Gasoline futures declined 1.5 percent yesterday after a government report showed inventories of the fuel jumped 3.99 million barrels, six times more than analysts forecast and the biggest gain this year. OPEC members earlier left output targets unchanged, citing ``comfortable'' global stockpiles and risks to consumption from spreading losses on U.S. subprime mortgages.
``People are getting worried about the demand side of the equation,'' said Jan Stuart, oil economist at UBS AG in New York. ``Product inventories are building a little bit quick for this time of year and then of course the big economy around you has all sorts of people legitimately quite pessimistic about the outlook for global growth.''
Crude oil for January delivery dropped as much as 96 cents, or 1.1 percent, to $86.53 a barrel in after-hours electronic trading on the New York Mercantile Exchange. It was at $86.76 at 10:54 a.m. in Singapore.
Yesterday the contract fell 83 cents, or 0.9 percent, to $87.49, the lowest close since Oct. 24. Prices earlier in the session reached $90.39, a three-day high, after the announcement by the Organization of Petroleum Exporting Countries.

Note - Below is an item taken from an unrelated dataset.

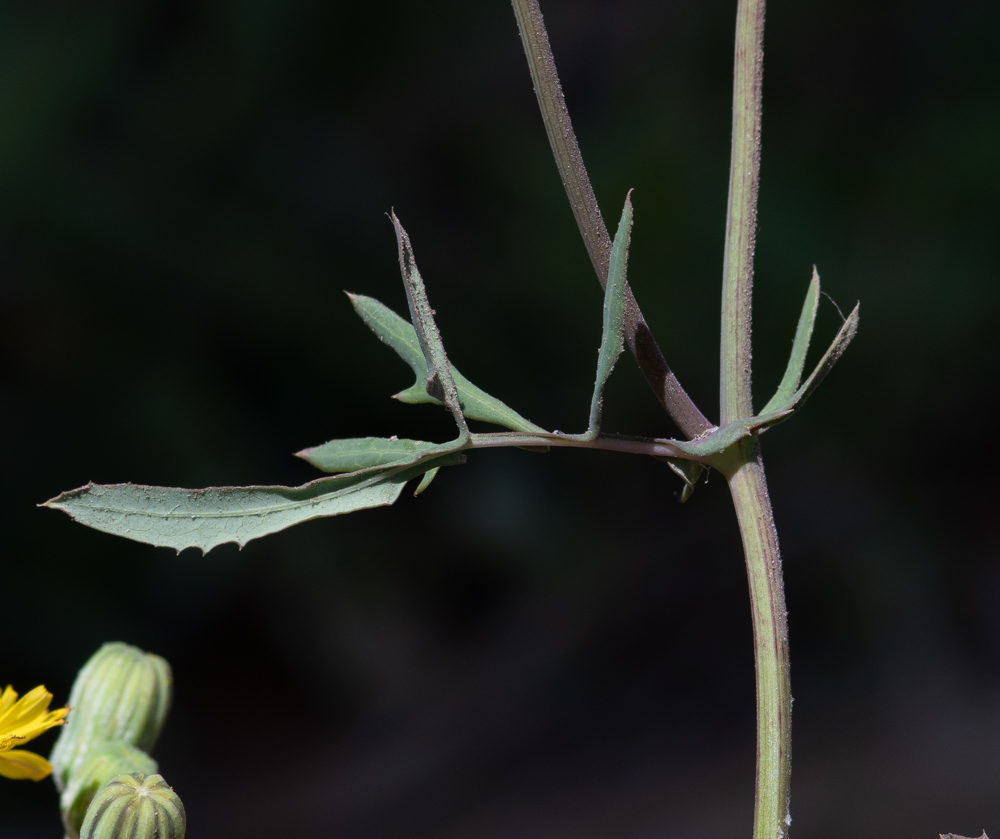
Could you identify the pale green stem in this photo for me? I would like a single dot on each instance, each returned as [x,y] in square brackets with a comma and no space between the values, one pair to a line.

Twenty-three of 42 analysts in a Bloomberg News survey, or 55 percent, this week had expected OPEC members to maintain output at current levels. The rest expected an increase of between 500,000 and 750,000 barrels a day.
``We got that OPEC news and the market was only up a dollar,'' said Chris Mennis, owner of oil broker New Wave Energy LLC in Aptos, California. ``That was the first warning sign, if you were a bull.''
OPEC, which pumps more than 40 percent of the world's oil, will meet again Feb. 1, a month earlier than usual, to review output levels again.

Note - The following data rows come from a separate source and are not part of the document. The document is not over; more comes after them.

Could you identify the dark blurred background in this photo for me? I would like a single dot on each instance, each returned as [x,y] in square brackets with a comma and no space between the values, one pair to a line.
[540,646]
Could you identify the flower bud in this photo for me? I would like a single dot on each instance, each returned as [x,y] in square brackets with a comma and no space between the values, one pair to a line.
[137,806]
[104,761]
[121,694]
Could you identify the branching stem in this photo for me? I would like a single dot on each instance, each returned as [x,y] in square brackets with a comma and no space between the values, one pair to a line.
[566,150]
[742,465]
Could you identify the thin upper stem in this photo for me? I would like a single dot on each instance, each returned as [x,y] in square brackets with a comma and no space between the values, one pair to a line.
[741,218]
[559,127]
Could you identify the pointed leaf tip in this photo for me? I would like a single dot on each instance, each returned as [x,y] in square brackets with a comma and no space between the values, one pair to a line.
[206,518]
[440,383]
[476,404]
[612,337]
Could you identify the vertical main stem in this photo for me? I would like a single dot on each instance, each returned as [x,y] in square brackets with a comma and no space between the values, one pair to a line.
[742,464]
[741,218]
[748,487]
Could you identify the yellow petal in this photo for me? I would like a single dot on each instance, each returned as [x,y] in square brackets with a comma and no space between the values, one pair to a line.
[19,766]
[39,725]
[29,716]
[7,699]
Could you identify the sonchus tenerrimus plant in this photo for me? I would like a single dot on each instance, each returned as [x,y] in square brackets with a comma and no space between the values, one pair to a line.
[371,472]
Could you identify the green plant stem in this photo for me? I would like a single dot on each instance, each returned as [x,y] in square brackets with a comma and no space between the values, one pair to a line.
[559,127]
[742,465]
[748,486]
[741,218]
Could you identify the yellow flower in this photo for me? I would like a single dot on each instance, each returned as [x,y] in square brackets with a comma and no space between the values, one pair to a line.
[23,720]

Brent crude oil for January settlement fell as much as 91 cents, or 1 percent, to $87.58 a barrel in after-hours trading on the London-based ICE Futures Europe exchange, and traded at $87.80 a barrel at 10:44 a.m. in Singapore. Yesterday, Brent fell 1.2 percent to $88.49 a barrel. It reached $96.65 a barrel on Nov. 26, the highest since trading began in 1988.

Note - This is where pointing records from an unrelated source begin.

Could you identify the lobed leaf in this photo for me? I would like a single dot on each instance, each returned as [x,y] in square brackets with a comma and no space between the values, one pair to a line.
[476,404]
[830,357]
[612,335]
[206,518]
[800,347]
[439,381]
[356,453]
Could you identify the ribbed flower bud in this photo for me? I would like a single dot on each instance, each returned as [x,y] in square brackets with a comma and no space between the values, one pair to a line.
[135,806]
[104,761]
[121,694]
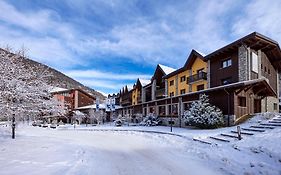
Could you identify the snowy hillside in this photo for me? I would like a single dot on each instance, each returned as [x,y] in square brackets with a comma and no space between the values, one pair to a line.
[57,79]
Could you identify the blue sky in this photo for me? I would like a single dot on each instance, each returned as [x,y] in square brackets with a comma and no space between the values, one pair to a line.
[107,44]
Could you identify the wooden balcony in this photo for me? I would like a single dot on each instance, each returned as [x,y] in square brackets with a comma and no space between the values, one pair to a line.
[160,92]
[196,77]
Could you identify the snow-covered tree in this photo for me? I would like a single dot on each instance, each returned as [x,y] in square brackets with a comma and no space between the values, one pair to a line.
[96,116]
[203,115]
[23,92]
[150,120]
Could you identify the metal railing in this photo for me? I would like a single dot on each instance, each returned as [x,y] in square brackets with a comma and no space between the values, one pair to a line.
[160,92]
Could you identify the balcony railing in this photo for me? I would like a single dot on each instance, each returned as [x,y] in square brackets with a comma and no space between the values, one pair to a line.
[196,77]
[139,99]
[160,92]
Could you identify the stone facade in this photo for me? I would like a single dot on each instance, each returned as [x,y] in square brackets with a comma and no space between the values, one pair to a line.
[243,73]
[269,103]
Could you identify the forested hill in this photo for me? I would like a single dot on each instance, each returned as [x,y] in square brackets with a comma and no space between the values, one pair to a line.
[57,78]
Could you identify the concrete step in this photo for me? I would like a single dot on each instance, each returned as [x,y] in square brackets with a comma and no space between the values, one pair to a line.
[278,122]
[219,139]
[245,133]
[270,124]
[229,135]
[254,130]
[202,141]
[263,127]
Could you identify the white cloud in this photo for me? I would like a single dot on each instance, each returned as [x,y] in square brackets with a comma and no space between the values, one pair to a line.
[261,16]
[104,75]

New York oil has fallen six of the past eight days, and is now down 13 percent from the record $99.29 reached on Nov. 21.
Prices extended their decline even as yesterday's report from the Department of Energy showed a plunge in crude oil inventories in the U.S., the world's biggest consumer.
Crude stockpiles fell 7.91 million barrels, the biggest drop since September 2004, while imports declined by almost a million barrels a day from the week before as fog slowed shipping and refiners trimmed stockpiles for tax purposes. A 1.25 million-barrel decline was expected, based on the median estimate from a Bloomberg News survey of 14 analysts.
``It's all import-based,'' said Jonathan Benjamin, senior analyst at New Wave Energy. ``The fundamentals are relatively weak. In terms of gasoline, days of forward supply are creeping back up again and production has picked up.''
The decline in crude-oil inventories left U.S. stockpiles at 305.2 million barrels, the lowest since March 2005, and 0.7 percent higher than the five-year average for the period. Inventories on the Gulf of Mexico coast, known as PADD 3, accounted for three-quarters of the decline.
``It was related to imports and most of it was in PADD 3 where refiners like to reduce stocks in advance of Dec. 31,'' Kyle Cooper, director of research at IAF Advisors in Houston, said yesterday.
U.S. refineries usually cut oil inventories at this time of the year to reduce tax bills. Some states tax refineries on the amount of crude oil in storage at year's end.
Inventories of distillates, which include heating oil and diesel fuel, unexpectedly rose 1.43 million barrels to 132.3 million. Stockpiles were expected to drop 300,000 barrels, according to the median estimate from the survey.